Madreena came down the steps to the lower portion of the chamber, with the guardsmen, who quickly circled the table with Aernest.
“The first order we have here is to protect the girl. We’re not gonna let Luinosa suffer up top because Guynana’s lost his damn mind for the night. And we know we aren’t getting through the gate, or sneaking into the far borders on the other side of the undercity, overrun with bright-faces as it is. The quickest way to Luinosa is right upstairs, through the square,” Aern said, leaning on his knuckles as they pressed into one side of the round table. “We’re gonna chain the mouth of the cage shut. At least it’ll buy us some time.”
The guardsmen nearly all took a deep breath, and Madreena clasped her hands together. “Buy us time for what, Aernest?”
“To come up with something else. The cage’ll protect her, as long as it’s closed. They join at the top, and they drop down as opposed to powering down, if you understand. A thick chain is strong enough to keep it closed. All we need now is a couple of brave-”
“I’ll go,” tall March said calmly, clacking his baton on a nearby pillar, before he leaned against it. He crossed his arms, and looked at the guard who heard Tomo’s voice.
That guard smiled.
“I’m not afraid,” he said, and straightened up. “I’ll go too.”

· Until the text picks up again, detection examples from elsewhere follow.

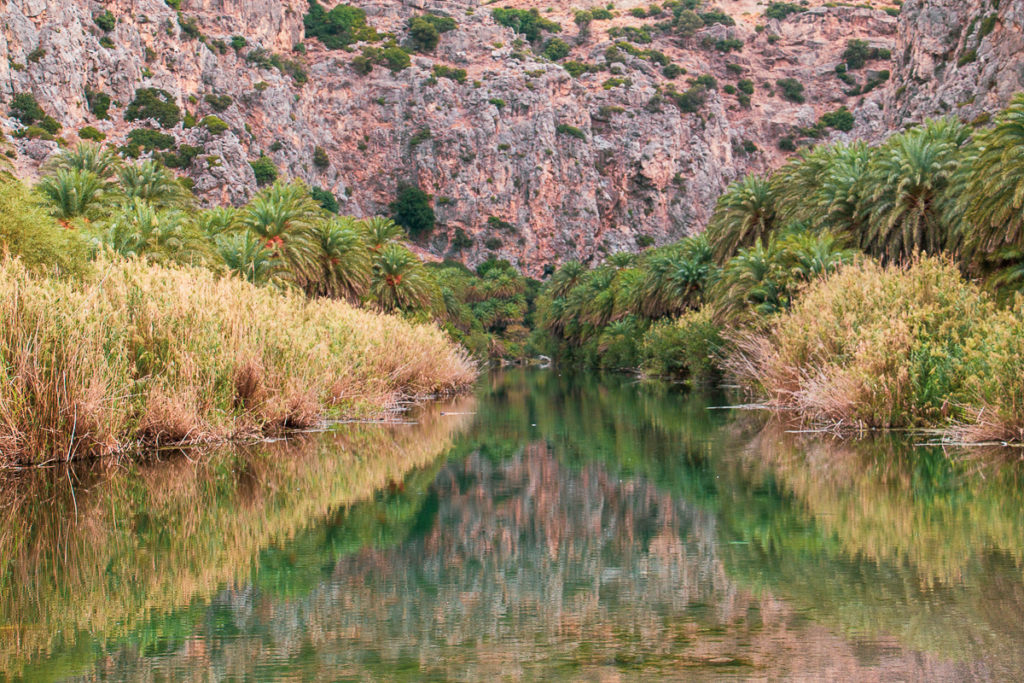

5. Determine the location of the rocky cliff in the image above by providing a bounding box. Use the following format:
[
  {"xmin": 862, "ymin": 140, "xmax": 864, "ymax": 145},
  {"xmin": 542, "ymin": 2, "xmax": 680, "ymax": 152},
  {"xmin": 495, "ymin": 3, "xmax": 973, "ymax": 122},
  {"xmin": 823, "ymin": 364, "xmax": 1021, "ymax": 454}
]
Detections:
[{"xmin": 0, "ymin": 0, "xmax": 1024, "ymax": 274}]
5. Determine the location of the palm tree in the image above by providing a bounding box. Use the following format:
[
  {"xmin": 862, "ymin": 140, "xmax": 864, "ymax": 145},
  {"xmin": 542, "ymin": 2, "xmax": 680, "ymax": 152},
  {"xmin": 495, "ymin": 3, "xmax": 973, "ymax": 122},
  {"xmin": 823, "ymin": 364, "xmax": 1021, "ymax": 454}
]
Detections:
[
  {"xmin": 197, "ymin": 206, "xmax": 239, "ymax": 238},
  {"xmin": 118, "ymin": 161, "xmax": 193, "ymax": 209},
  {"xmin": 37, "ymin": 168, "xmax": 109, "ymax": 220},
  {"xmin": 860, "ymin": 120, "xmax": 967, "ymax": 260},
  {"xmin": 44, "ymin": 142, "xmax": 121, "ymax": 180},
  {"xmin": 306, "ymin": 218, "xmax": 370, "ymax": 301},
  {"xmin": 709, "ymin": 229, "xmax": 858, "ymax": 319},
  {"xmin": 99, "ymin": 198, "xmax": 203, "ymax": 263},
  {"xmin": 950, "ymin": 93, "xmax": 1024, "ymax": 258},
  {"xmin": 548, "ymin": 261, "xmax": 587, "ymax": 299},
  {"xmin": 238, "ymin": 182, "xmax": 321, "ymax": 282},
  {"xmin": 215, "ymin": 232, "xmax": 288, "ymax": 285},
  {"xmin": 370, "ymin": 243, "xmax": 432, "ymax": 311},
  {"xmin": 639, "ymin": 234, "xmax": 714, "ymax": 318},
  {"xmin": 772, "ymin": 144, "xmax": 847, "ymax": 224},
  {"xmin": 358, "ymin": 216, "xmax": 406, "ymax": 252},
  {"xmin": 707, "ymin": 174, "xmax": 778, "ymax": 263},
  {"xmin": 811, "ymin": 142, "xmax": 872, "ymax": 237}
]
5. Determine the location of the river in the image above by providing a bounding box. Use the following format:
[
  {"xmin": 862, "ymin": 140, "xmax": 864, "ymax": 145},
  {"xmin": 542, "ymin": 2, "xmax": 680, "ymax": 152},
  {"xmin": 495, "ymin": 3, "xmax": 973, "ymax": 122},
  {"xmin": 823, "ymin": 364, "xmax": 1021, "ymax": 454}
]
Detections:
[{"xmin": 0, "ymin": 371, "xmax": 1024, "ymax": 681}]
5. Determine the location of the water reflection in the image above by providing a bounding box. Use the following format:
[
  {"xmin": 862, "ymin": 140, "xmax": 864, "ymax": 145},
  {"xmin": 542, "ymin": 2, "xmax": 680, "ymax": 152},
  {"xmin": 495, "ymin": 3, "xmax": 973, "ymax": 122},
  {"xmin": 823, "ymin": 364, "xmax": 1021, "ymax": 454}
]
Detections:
[{"xmin": 0, "ymin": 372, "xmax": 1024, "ymax": 680}]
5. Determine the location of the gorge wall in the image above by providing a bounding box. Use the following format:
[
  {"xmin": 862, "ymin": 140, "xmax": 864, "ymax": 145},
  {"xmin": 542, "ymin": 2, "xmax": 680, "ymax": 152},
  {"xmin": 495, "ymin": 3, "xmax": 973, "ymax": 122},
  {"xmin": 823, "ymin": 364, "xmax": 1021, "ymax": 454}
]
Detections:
[{"xmin": 0, "ymin": 0, "xmax": 1024, "ymax": 274}]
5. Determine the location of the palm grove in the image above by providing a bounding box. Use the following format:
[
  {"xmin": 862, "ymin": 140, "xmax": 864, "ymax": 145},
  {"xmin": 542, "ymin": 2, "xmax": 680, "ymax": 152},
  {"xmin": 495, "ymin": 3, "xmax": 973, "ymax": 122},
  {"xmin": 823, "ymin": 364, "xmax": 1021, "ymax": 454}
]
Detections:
[{"xmin": 537, "ymin": 95, "xmax": 1024, "ymax": 440}]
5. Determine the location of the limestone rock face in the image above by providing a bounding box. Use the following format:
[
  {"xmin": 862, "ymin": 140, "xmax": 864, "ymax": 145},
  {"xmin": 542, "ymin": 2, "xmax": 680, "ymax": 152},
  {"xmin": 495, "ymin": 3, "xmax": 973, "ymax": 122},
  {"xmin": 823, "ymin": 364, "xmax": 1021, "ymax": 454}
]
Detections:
[
  {"xmin": 0, "ymin": 0, "xmax": 1024, "ymax": 274},
  {"xmin": 858, "ymin": 0, "xmax": 1024, "ymax": 137}
]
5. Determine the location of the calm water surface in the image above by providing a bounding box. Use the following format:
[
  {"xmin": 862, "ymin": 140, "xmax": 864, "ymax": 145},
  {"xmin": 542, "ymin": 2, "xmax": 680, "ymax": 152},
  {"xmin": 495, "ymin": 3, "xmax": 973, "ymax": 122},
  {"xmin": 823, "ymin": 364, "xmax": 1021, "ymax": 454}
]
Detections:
[{"xmin": 0, "ymin": 371, "xmax": 1024, "ymax": 681}]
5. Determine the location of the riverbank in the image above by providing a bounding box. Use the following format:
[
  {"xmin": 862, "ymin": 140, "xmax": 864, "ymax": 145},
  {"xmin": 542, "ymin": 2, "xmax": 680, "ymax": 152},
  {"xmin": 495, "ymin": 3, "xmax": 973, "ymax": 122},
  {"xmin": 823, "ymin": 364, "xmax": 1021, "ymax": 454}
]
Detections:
[{"xmin": 0, "ymin": 257, "xmax": 476, "ymax": 466}]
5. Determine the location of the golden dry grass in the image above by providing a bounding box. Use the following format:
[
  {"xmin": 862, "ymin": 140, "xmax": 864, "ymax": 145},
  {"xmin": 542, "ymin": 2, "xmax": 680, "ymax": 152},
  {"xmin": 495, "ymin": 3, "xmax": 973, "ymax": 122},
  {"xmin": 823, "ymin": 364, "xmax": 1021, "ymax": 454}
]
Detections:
[
  {"xmin": 0, "ymin": 258, "xmax": 476, "ymax": 464},
  {"xmin": 727, "ymin": 258, "xmax": 1024, "ymax": 441}
]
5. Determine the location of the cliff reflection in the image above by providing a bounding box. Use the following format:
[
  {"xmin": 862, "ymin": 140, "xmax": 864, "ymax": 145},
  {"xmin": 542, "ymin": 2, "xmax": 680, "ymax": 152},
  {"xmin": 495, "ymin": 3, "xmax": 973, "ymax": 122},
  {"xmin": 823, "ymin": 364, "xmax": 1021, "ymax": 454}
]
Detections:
[{"xmin": 0, "ymin": 372, "xmax": 1024, "ymax": 681}]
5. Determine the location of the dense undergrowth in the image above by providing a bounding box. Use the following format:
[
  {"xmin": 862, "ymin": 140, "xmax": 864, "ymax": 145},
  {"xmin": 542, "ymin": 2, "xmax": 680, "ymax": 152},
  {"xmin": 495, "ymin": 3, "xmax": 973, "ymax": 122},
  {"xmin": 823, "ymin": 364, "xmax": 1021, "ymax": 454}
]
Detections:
[
  {"xmin": 0, "ymin": 152, "xmax": 485, "ymax": 465},
  {"xmin": 534, "ymin": 95, "xmax": 1024, "ymax": 441}
]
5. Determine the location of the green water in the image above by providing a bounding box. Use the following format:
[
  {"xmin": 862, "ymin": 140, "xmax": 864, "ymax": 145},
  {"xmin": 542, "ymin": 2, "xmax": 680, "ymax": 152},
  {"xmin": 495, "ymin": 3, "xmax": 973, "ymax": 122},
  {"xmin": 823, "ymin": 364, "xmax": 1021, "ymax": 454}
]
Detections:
[{"xmin": 0, "ymin": 371, "xmax": 1024, "ymax": 681}]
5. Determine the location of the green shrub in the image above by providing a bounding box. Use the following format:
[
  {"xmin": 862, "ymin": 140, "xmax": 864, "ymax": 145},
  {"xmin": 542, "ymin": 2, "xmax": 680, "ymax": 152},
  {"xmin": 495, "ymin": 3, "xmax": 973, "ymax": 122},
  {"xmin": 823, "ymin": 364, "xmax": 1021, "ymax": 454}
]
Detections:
[
  {"xmin": 715, "ymin": 38, "xmax": 743, "ymax": 52},
  {"xmin": 92, "ymin": 9, "xmax": 118, "ymax": 32},
  {"xmin": 562, "ymin": 60, "xmax": 591, "ymax": 78},
  {"xmin": 433, "ymin": 65, "xmax": 466, "ymax": 83},
  {"xmin": 127, "ymin": 128, "xmax": 175, "ymax": 150},
  {"xmin": 640, "ymin": 306, "xmax": 725, "ymax": 384},
  {"xmin": 178, "ymin": 14, "xmax": 203, "ymax": 40},
  {"xmin": 451, "ymin": 227, "xmax": 473, "ymax": 251},
  {"xmin": 388, "ymin": 183, "xmax": 437, "ymax": 238},
  {"xmin": 956, "ymin": 49, "xmax": 978, "ymax": 67},
  {"xmin": 700, "ymin": 9, "xmax": 736, "ymax": 26},
  {"xmin": 309, "ymin": 187, "xmax": 338, "ymax": 213},
  {"xmin": 765, "ymin": 2, "xmax": 807, "ymax": 19},
  {"xmin": 490, "ymin": 7, "xmax": 562, "ymax": 42},
  {"xmin": 0, "ymin": 180, "xmax": 89, "ymax": 275},
  {"xmin": 85, "ymin": 86, "xmax": 111, "ymax": 119},
  {"xmin": 199, "ymin": 114, "xmax": 229, "ymax": 135},
  {"xmin": 10, "ymin": 92, "xmax": 46, "ymax": 126},
  {"xmin": 818, "ymin": 106, "xmax": 854, "ymax": 132},
  {"xmin": 125, "ymin": 88, "xmax": 181, "ymax": 128},
  {"xmin": 555, "ymin": 123, "xmax": 587, "ymax": 140},
  {"xmin": 302, "ymin": 0, "xmax": 380, "ymax": 50},
  {"xmin": 203, "ymin": 93, "xmax": 231, "ymax": 112},
  {"xmin": 78, "ymin": 126, "xmax": 106, "ymax": 142},
  {"xmin": 775, "ymin": 78, "xmax": 805, "ymax": 104},
  {"xmin": 409, "ymin": 16, "xmax": 441, "ymax": 52},
  {"xmin": 249, "ymin": 155, "xmax": 278, "ymax": 185},
  {"xmin": 544, "ymin": 38, "xmax": 571, "ymax": 61},
  {"xmin": 313, "ymin": 145, "xmax": 331, "ymax": 171}
]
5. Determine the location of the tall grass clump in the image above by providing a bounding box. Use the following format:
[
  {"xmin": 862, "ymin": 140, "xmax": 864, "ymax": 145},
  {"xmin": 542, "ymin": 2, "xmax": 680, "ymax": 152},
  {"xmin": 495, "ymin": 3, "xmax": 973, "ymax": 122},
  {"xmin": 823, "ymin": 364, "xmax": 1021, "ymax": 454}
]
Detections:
[
  {"xmin": 728, "ymin": 258, "xmax": 999, "ymax": 427},
  {"xmin": 0, "ymin": 255, "xmax": 475, "ymax": 463}
]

The guard with the black eye raised his baton.
“Here.”
“Good,” Aern said. “We don’t need a battalion. It’ll be me and Sam, if his eye’s still good, running the point. If we need to make a scene with the bright-faces to draw the watcher’s eyes, or to give these two some space, we will. March, you’re strong and with a good reach; our inspired little Fazel will make his angel proud by employing all his nimbleness on the cage. You just better get your hands under control. We’re likely enough to die outside this morning.”
Fazel saluted the Captain, resolute. “Don’t worry Captain. I won’t let you down.”
“We stealth it to the cage, watch the bright-faces; two go up, chain it tight, come down, come home. Are we all understood?”
“Yes, Captain!” every guard in the room replied in unison.
“Find me a yard-long lock-chain as thick as your wrist, and somebody get me a rod,” Aern said, then turned to Madreena, with raised brows. “And a strong drink?”
Madreena’s smile broke through with a glimmer of hope.